The most energy-efficient system on the Green500 list is the new TSUBAME 3.0, a modified HPE ICE XA system installed at the Tokyo Institute of Technology. It achieved 14.110 gigaflops/watt during its 1.998-petaflop Linpack performance run. It is ranked number 61 on the TOP500 list.

The number two Green500 entry is the kukai system at the Yahoo Japan Corporation. Built by Exascaler, this system achieves 14.045 gigaflops/watt, just 0.3 percent behind TSUBAME 3.0. It occupies position 466 on the current TOP500 list.

The number three system on the Green500 list is the AIST AI Cloud system at the National Institute of Advanced Industrial Science and Technology, Japan. This system from NEC achieves 12.68 gigaflops/watt and is ranked number 148 on the TOP500.

The number four Green500 system is the RAIDEN GPU system, manufactured by Fujitsu. It is installed at RIKEN’s Center for Advanced Intelligence Project. It attained 10.6 gigaflops/watt and is in position 306 on the TOP500 list.

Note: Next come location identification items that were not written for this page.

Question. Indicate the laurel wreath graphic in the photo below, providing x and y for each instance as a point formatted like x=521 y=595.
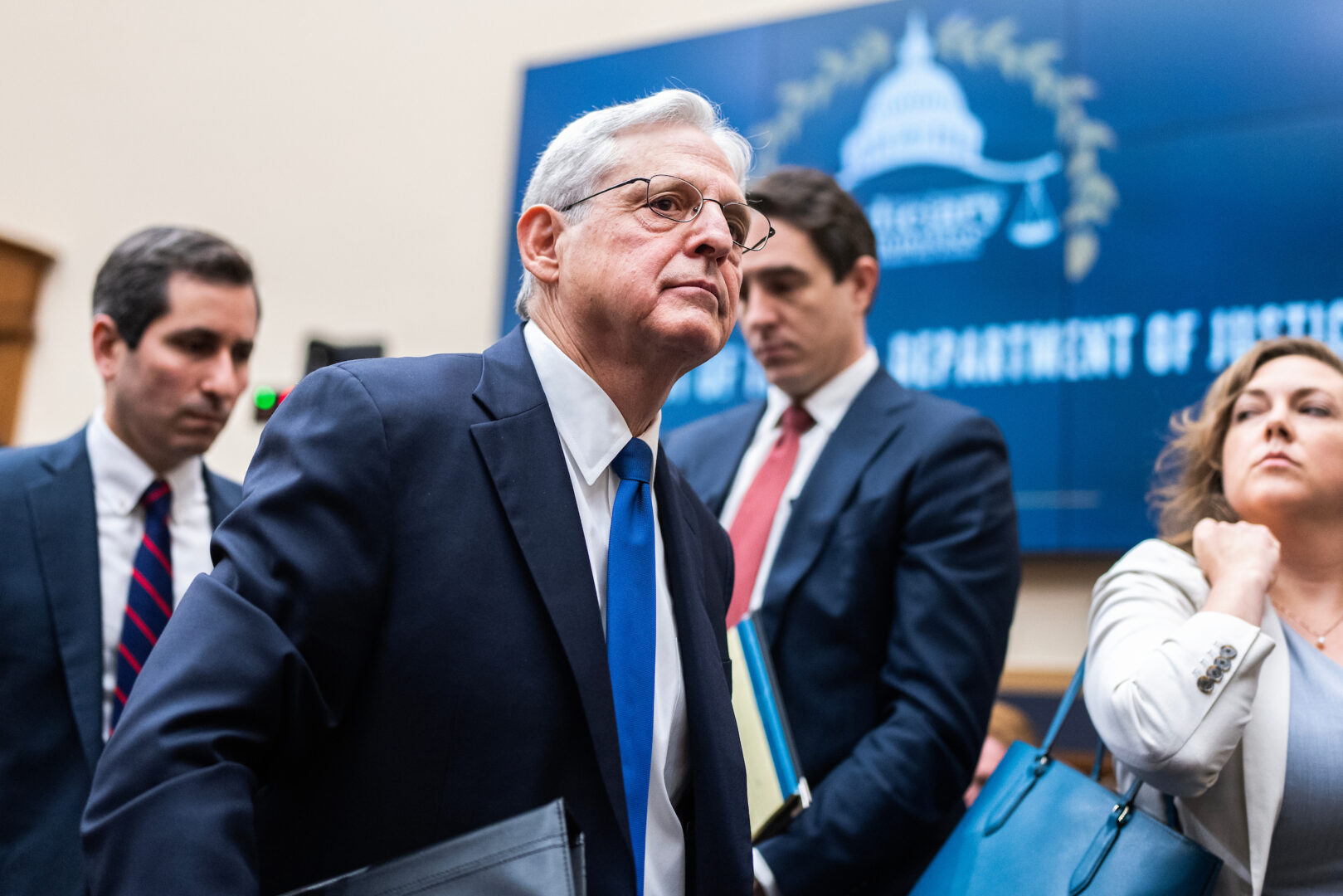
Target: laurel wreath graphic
x=1092 y=195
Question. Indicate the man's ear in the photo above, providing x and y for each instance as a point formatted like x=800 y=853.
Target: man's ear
x=538 y=242
x=109 y=349
x=865 y=275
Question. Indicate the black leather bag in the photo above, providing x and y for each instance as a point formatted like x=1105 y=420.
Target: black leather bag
x=528 y=855
x=1041 y=826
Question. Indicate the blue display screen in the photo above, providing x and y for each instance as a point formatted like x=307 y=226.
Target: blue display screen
x=1084 y=208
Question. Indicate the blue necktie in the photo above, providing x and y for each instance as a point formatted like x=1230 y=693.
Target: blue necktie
x=631 y=631
x=149 y=601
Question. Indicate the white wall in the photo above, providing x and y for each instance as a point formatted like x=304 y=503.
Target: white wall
x=362 y=152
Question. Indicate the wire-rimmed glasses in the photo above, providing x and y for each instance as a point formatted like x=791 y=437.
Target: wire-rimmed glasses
x=680 y=201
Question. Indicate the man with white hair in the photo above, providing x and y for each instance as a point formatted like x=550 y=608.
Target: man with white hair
x=458 y=587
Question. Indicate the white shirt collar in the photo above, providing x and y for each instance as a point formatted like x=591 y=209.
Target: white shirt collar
x=588 y=421
x=829 y=403
x=121 y=477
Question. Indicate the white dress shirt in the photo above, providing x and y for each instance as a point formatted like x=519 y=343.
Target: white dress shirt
x=119 y=479
x=826 y=406
x=592 y=431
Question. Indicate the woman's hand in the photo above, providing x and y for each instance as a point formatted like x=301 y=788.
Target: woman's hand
x=1240 y=562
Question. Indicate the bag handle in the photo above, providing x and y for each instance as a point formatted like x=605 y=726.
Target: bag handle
x=1019 y=790
x=1013 y=796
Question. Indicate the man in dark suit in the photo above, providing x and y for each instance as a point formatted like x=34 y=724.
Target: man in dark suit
x=876 y=538
x=427 y=613
x=175 y=314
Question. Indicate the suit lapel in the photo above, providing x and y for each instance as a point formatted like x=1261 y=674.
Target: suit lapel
x=65 y=522
x=525 y=460
x=1264 y=748
x=868 y=425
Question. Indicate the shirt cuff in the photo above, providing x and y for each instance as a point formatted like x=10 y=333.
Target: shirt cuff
x=765 y=874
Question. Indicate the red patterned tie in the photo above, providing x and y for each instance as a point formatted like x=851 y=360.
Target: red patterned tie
x=755 y=518
x=149 y=602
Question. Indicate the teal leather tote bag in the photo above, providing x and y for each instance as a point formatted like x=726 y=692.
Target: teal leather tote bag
x=1041 y=828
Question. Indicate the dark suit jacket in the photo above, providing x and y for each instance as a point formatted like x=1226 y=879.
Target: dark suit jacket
x=401 y=642
x=887 y=611
x=51 y=659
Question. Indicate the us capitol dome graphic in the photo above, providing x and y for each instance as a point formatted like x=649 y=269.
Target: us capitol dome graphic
x=916 y=114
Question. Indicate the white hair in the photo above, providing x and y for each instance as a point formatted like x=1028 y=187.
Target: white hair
x=586 y=151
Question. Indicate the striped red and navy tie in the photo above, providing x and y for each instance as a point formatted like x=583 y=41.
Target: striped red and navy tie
x=149 y=602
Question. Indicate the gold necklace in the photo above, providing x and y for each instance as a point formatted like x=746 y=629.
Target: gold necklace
x=1319 y=638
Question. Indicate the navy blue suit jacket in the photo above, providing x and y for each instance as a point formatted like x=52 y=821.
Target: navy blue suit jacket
x=401 y=642
x=887 y=611
x=51 y=659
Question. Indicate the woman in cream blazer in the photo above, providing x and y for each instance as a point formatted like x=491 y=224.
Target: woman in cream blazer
x=1223 y=755
x=1191 y=672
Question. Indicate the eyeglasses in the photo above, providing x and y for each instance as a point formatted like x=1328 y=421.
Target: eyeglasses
x=680 y=201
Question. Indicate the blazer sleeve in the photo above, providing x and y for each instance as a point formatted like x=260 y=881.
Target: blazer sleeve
x=1150 y=641
x=258 y=661
x=952 y=597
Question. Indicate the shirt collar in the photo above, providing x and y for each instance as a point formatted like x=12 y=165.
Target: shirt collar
x=587 y=419
x=119 y=476
x=829 y=403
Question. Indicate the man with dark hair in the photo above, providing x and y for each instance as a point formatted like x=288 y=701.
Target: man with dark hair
x=462 y=586
x=876 y=539
x=104 y=531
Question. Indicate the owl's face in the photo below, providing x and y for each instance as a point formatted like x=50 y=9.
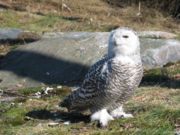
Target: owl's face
x=123 y=41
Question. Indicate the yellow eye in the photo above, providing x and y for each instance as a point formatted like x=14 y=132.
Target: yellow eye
x=125 y=36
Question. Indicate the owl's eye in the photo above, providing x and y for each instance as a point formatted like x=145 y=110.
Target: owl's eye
x=125 y=36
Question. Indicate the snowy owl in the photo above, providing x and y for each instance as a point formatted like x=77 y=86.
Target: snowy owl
x=110 y=81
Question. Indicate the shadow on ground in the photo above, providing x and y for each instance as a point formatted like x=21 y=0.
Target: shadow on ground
x=50 y=70
x=42 y=68
x=58 y=116
x=160 y=80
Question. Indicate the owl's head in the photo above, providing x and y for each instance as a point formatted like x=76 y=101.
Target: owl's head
x=123 y=41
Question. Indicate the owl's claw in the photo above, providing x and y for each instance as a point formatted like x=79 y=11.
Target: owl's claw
x=119 y=113
x=102 y=116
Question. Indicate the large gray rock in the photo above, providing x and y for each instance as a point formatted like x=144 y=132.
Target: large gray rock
x=60 y=58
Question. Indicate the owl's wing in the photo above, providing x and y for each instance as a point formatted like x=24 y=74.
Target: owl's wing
x=92 y=87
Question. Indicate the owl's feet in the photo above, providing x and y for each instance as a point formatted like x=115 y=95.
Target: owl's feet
x=102 y=116
x=119 y=113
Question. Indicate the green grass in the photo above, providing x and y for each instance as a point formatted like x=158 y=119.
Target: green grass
x=155 y=109
x=153 y=115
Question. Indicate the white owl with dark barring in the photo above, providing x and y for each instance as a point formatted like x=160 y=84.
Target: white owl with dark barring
x=110 y=81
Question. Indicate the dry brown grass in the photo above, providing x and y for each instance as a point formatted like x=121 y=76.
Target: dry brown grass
x=97 y=15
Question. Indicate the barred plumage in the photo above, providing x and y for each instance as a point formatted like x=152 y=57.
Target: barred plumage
x=110 y=81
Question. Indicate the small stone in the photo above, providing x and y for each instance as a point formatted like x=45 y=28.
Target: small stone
x=53 y=124
x=67 y=123
x=47 y=90
x=1 y=92
x=59 y=87
x=28 y=118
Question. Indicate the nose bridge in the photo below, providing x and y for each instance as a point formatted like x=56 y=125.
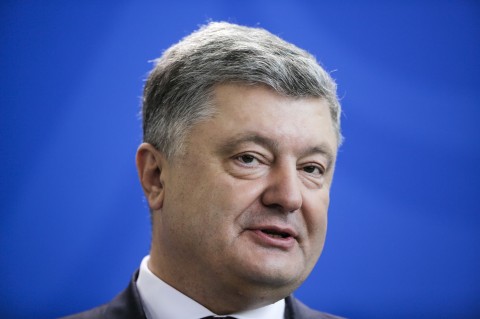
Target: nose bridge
x=284 y=188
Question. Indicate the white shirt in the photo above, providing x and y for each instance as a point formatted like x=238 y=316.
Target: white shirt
x=162 y=301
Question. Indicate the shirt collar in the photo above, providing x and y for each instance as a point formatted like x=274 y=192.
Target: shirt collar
x=154 y=291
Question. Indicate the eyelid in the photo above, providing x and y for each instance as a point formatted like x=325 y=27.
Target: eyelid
x=255 y=156
x=321 y=168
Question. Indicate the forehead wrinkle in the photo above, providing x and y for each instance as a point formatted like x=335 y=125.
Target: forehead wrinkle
x=228 y=146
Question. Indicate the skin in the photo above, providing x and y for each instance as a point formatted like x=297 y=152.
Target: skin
x=263 y=163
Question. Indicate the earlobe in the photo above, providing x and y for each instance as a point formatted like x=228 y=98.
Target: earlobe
x=150 y=164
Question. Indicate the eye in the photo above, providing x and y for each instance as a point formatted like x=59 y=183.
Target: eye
x=247 y=160
x=314 y=169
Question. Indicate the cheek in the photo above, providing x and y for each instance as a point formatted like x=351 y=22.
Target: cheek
x=316 y=216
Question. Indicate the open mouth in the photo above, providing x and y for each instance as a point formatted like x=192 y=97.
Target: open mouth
x=275 y=234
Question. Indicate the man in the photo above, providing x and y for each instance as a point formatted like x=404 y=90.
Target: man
x=241 y=131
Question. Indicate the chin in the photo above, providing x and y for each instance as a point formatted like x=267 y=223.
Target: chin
x=272 y=275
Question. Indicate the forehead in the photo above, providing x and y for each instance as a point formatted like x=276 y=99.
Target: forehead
x=257 y=113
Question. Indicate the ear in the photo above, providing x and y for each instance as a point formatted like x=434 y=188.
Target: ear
x=150 y=166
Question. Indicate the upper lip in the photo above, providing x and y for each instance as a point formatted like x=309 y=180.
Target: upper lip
x=277 y=229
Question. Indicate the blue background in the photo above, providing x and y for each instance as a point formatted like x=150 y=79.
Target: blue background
x=404 y=231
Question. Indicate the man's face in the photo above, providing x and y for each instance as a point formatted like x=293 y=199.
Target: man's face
x=246 y=204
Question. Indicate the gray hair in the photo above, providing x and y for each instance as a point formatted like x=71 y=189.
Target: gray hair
x=179 y=90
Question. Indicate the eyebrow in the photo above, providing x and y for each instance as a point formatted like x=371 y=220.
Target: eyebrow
x=229 y=146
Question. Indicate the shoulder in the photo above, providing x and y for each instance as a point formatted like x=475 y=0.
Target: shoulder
x=295 y=309
x=126 y=305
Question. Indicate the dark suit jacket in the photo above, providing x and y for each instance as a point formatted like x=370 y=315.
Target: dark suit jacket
x=127 y=305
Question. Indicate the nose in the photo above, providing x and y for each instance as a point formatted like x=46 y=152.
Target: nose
x=283 y=191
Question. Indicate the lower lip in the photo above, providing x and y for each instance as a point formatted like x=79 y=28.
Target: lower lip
x=268 y=241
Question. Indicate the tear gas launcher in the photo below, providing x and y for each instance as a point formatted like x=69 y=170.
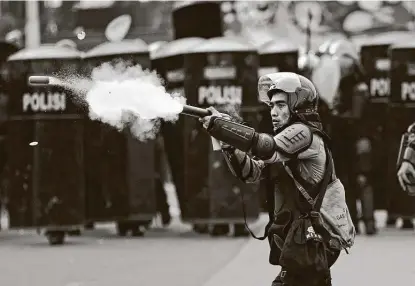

Piz Daint, the fifth-ranked supercomputer on the Green500, conducted a power-optimized run of the Linpack benchmark, achieving 10.4 gigaflops/watt. At number three on the TOP500, it represents the most energy-efficient supercomputer in the top 50 of that list.

At 10:30 am CET on Monday, June 19, the TOP500 and Green500 awards will be handed out to the winning recipients. The award ceremony will be followed by a presentation from TOP500 author Erich Strohmaier, who will provide additional highlights of the list.

About the TOP500 List

The first version of what became today’s TOP500 list started as an exercise for a small conference in Germany in June 1993. Out of curiosity, the authors decided to revisit the list in November 1993 to see how things had changed. About that time they realized they might be onto something and decided to continue compiling the list, which is now a much-anticipated, much-watched and much-debated twice-yearly event.

The TOP500 list is compiled by Erich Strohmaier and Horst Simon of Lawrence Berkeley National Laboratory; Jack Dongarra of the University of Tennessee, Knoxville; and Martin Meuer of ISC Group, Germany.